Sabotage in letzter Minute

Kunstharzpuppen – groß in Mode: die Ausstellung „Dressing Ourselves“ in Mailand

Kunstharz ist ein Material, das Fragen aufwirft. Zum Beispiel: Wird daraus automatisch Kunst? Die Macher der Ausstellung „Dressing Ourselves“, die nun in Mailand zu besichtigen ist, haben sich diese Frage nicht gestellt. Sie beschlossen, 30 Outfits – skizziert von international mehr oder weniger bekannten Künstlern, Architekten, Musikern und Designern – an lebensgroßen Puppen aus ebendiesem Stoff zu präsentieren.

„Schlüsselpersonen aus der Kunstwelt entwerfen und tragen ihre eigenen Modevisionen“, so lautet die Unterzeile zur Ausstellung. Kein uninteressantes Projekt, zumal kein einziger der Beteiligten – unter anderem Architektur-Star William Alsop und Jazzmusiker Jimi Tenor – Experte auf dem Gebiet der Mode ist.

Pünktlich zu den Mailänder Herrenmodeschauen wirken die Kunstharz-Nachbildungen im Museum Triennale di Milano nun allerdings, als seien sie von gelangweilten Schülern im Kunstunterricht modelliert worden: die Hände ein wenig plump, die Gesichtszüge wulstig, nicht gerade sexy. Tatsächlich waren es Studenten der Mailänder Nuova Accademia Di Belle Arti, kurz Naba, die da modellierten. Es muss also am Harz liegen.

Konzipiert wurde die Ausstellung von Alessandro Guerriero, dem Gründer des in den 70er-Jahren bekannt gewordenen Studio Alchimia, einer Designgruppe, die Romantik propagierte und dem schrillen Memphis-Look den Weg bahnte. Einige der Wunschkandidaten, Videokunst-Veteranin Laurie Anderson zum Beispiel oder Architekt Frank Gehry, zeigten dennoch kein Interesse an einer Teilnahme.

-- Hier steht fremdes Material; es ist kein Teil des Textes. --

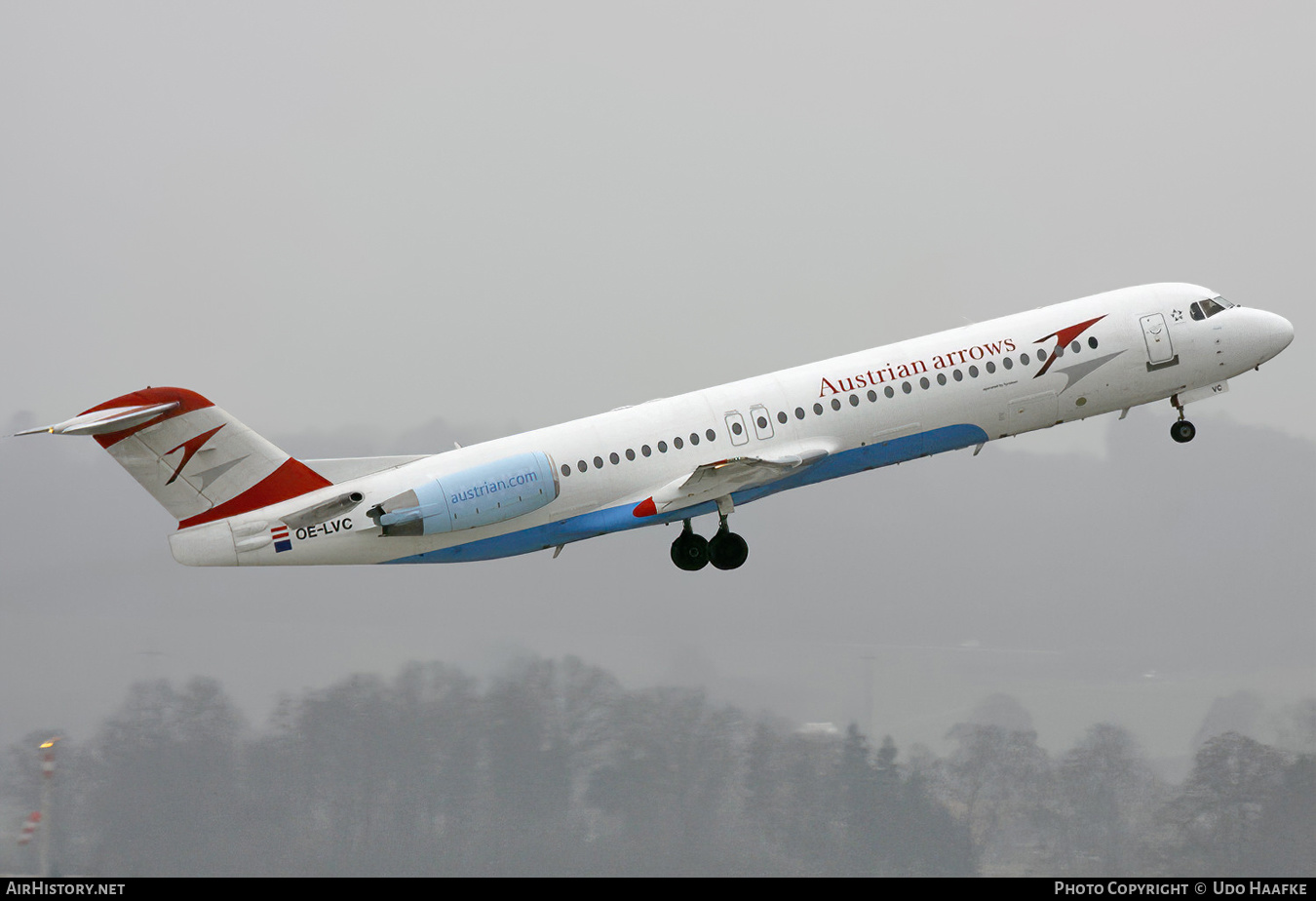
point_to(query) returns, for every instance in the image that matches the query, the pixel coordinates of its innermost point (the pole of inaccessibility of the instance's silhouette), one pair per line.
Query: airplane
(241, 501)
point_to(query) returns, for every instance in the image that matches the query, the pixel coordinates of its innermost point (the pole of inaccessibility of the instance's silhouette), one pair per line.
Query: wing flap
(717, 480)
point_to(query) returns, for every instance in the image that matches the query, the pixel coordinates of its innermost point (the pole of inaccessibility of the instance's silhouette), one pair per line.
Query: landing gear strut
(1181, 431)
(725, 551)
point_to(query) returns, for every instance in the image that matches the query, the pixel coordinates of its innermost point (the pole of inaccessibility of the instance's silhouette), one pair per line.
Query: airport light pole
(48, 772)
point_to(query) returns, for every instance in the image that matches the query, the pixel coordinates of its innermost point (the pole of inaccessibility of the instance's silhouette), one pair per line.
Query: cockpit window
(1207, 308)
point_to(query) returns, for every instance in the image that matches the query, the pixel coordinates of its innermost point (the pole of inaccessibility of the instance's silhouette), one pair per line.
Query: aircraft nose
(1278, 333)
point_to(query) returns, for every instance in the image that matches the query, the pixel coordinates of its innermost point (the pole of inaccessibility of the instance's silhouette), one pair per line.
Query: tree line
(555, 768)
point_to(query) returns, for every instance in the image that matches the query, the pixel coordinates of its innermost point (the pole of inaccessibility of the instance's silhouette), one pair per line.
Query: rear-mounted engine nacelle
(481, 495)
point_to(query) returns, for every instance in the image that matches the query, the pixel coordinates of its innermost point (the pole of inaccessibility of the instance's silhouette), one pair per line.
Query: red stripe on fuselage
(289, 481)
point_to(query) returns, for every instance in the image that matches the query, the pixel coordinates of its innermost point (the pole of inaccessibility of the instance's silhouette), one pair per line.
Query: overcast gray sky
(375, 228)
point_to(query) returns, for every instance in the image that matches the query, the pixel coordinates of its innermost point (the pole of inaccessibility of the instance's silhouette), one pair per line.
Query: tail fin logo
(190, 448)
(1063, 338)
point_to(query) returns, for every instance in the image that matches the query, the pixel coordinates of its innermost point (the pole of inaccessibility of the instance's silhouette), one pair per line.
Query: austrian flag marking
(281, 539)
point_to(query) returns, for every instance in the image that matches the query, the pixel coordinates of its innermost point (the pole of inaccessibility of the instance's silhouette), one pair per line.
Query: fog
(380, 229)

So ist im Triennale di Milano nun Professor Bad Trip zu bestaunen, ein in Italien geschätzter Künstler, der mit quietschigem Techno-Chic inklusive Staubsaugerschlauchgewirr um Hals und Oberkörper seinem Namen alle Ehre macht. Gleich nebenan Arbeiten, die auch in einer Sammlung zum Thema „Altherrenfantasien“ gut aufgehoben wären: Memphis-Veteran Ettore Sottsass präsentiert sich in einem knatschgelb-violetten Catsuit-Frack mit stattlichem Suspensorium im Schritt. Gegenüber wünscht sich Enzo Cucchi in einen SM-Anzug mit gleich zwei am rechten Handgelenk befestigten Dildos – sicher ist sicher. Und draußen am Eingang steht Kurator Guerreiro selbst, in einem Pyjama, der mit allerhand Gesichtern bedruckt ist – vermutlich seine Freunde und Freundinnen. Nie wieder allein im Bett, immerhin.

Ob diese „dreidimensionalen Selbstporträts“, die sich im Triennale di Milano leider nur frontal begutachten lassen, dem Anspruch Guerreiros gerecht werden, die Stellung der Kleidung in der Gegenwart zu reflektieren, ist fraglich – vor 20 Jahren hätten sie genauso skizziert werden können. Den Link zum Hier und Heute schaffen da die kroatischen Architekten Penezic & Rogina schon besser: Sie bekleben Mao Tse-tung mit Nullen und Einsen. Willkommen im Digital Age. Zwar kein Selbstporträt der Architekten, dafür aber ein Verweis auf das wirtschaftliche Erstarken des Textilproduktionsstandorts China. Was Kleidung überhaupt ist, das analysieren zwei Musiker am gründlichsten: Bardi Johannson, Kopf der isländischen Formation Bang Gang, stellt sich einen Hund zur Seite, der seine Gesichtszüge trägt. Das Haustier als Ego-Verlängerung und Teil des Outfits – Rudolph Moshammer und die Jacob Sisters lassen grüßen. Antony, ein von David Bowie und Lou Reed geschätzter Sänger aus New York, zeigt sich im Ausstellungskatalog hingegen mit Fuchskopf auf einem nackten Kunstharz-Adonis – der weitaus radikalste Beitrag, stellt er doch die Frage, warum Kleidung überhaupt den Körper verstecken und den Kopf nackt lassen muss.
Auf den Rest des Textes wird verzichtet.